The thing is, our whole way of life — this society that we must exist in — has been designed for men. Everything is made with them in mind, as if being a man is simply the default. Our language shows us this. Our businesses show us this. Our government and institutions show us this. And now, some other male creators are posting responses to this video about “what’s in it for men” if they become feminists and help dismantle the patriarchy. Unsurprisingly, they’ve even managed to make feminism about them. Apparently it’s not a good enough reason that women are dying as the result of the patriarchy to care about it, so you’ll forgive me if I don’t give a flying f*ck about how I make you feel. The work of writer and radical feminist Audre Lorde also comes to mind here:
“Whenever the need for some pretense of communication arises, those who profit from our oppression call upon us to share our knowledge with them…The oppressors maintain their position and evade responsibility for their own actions. There is a constant drain of energy which might be better used in redefining ourselves and devising realistic scenarios for altering the present and constructing the future.”It’s not the job of the oppressed to teach the oppressors. I will not ask nicely to be treated as a fully-fledged human worthy of dignity and respect, deserving all of the same rights as men. Men act as if feminist scholars have not dedicated decades of work to the topics of feminism, misogyny and the patriarchy for them to understand these nuanced issues by reading objective quantitative and qualitative studies — divorced of those pesky emotions that make them feel icky. Not only can men no longer be allowed to feign ignorance in the modern age where we have access to the world’s knowledge at the flick of key on a keyboard, but they must also not be allowed to demand even MORE of our emotional labor. We already do the lionshare of this work in our everyday relationships, and this leaves men in the same position of power they have always occupied and never earned — they get a free education on their terms, and all we get is the hope that they might finally decide to understand the plight of women.

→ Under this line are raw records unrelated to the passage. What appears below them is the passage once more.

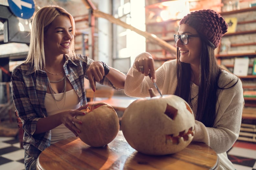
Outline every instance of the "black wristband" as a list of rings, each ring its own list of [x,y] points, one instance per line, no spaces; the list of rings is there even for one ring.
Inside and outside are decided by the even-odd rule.
[[[106,63],[105,62],[101,61],[102,63],[102,64],[103,65],[103,68],[104,68],[104,73],[105,74],[104,76],[106,76],[108,74],[109,72],[109,66],[106,64]]]

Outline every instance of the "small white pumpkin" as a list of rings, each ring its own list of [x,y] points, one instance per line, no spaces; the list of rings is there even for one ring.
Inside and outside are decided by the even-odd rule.
[[[193,139],[195,123],[188,104],[178,96],[167,95],[133,101],[125,110],[121,126],[132,147],[145,154],[161,155],[186,147]]]
[[[99,103],[93,105],[91,111],[81,111],[87,113],[84,116],[77,116],[76,118],[82,123],[75,123],[75,125],[81,132],[78,134],[82,141],[91,146],[99,147],[107,145],[115,138],[119,130],[119,119],[112,106]]]

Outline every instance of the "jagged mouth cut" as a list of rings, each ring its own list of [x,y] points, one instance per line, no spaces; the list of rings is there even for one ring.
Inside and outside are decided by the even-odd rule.
[[[173,144],[178,145],[181,138],[183,138],[184,141],[187,141],[189,139],[190,134],[191,135],[191,137],[194,136],[194,130],[192,127],[189,128],[187,133],[185,133],[185,131],[184,130],[180,132],[178,135],[175,137],[173,136],[173,134],[165,135],[165,144],[170,142]]]
[[[189,111],[193,114],[193,112],[191,110],[190,108],[185,103],[187,109]],[[171,119],[174,120],[177,116],[178,114],[178,110],[174,107],[167,104],[165,114]],[[194,136],[194,131],[193,127],[191,127],[187,131],[187,132],[185,133],[186,130],[180,132],[179,135],[176,136],[174,136],[173,134],[165,135],[165,144],[167,144],[169,142],[173,144],[178,145],[181,140],[181,138],[183,138],[184,141],[187,141],[189,139],[190,136],[192,137]]]

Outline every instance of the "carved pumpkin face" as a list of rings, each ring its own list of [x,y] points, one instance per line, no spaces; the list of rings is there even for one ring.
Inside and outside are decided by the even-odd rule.
[[[76,118],[82,123],[75,123],[75,125],[81,132],[78,134],[82,141],[91,146],[102,146],[109,143],[117,135],[119,119],[112,106],[104,103],[94,104],[93,109],[91,111],[81,110],[88,113],[84,116],[77,116]]]
[[[139,152],[152,155],[178,152],[193,138],[195,118],[187,103],[174,95],[139,99],[125,109],[123,135]]]

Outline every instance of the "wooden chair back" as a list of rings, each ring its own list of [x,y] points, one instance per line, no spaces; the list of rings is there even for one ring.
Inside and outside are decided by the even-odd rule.
[[[90,98],[90,101],[93,100],[93,96],[95,98],[107,98],[110,99],[114,95],[114,89],[112,88],[102,88],[96,90],[94,92],[91,89],[87,89],[85,90],[86,97]],[[95,94],[94,94],[95,93]]]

Thanks, but no thanks. Afterall, do mice concern themselves with the feelings of cats?
If you’re a man and you actually want to do better, support the women in your life and dismantle the system that hurts us all, why don’t you start acting like it? Call out overt misogyny and abuse from other men like the Andrew Tates of the world. Call out more insidious biases perpetuated by men like the aforementioned TikTok creator, who fail to see the proverbial forest through the trees. Do your own work — go to therapy, read a book, attend a gender studies course. Listen to women, and if their anger and accusations make you uncomfortable — don’t run from it. Instead, interrogate it; ask yourself why that might be. Sometimes, we have to be uncomfortable to grow, and I will not put my feminism in a spoonful of sugar. It’s a jagged little pill I want you to feel going all the way down.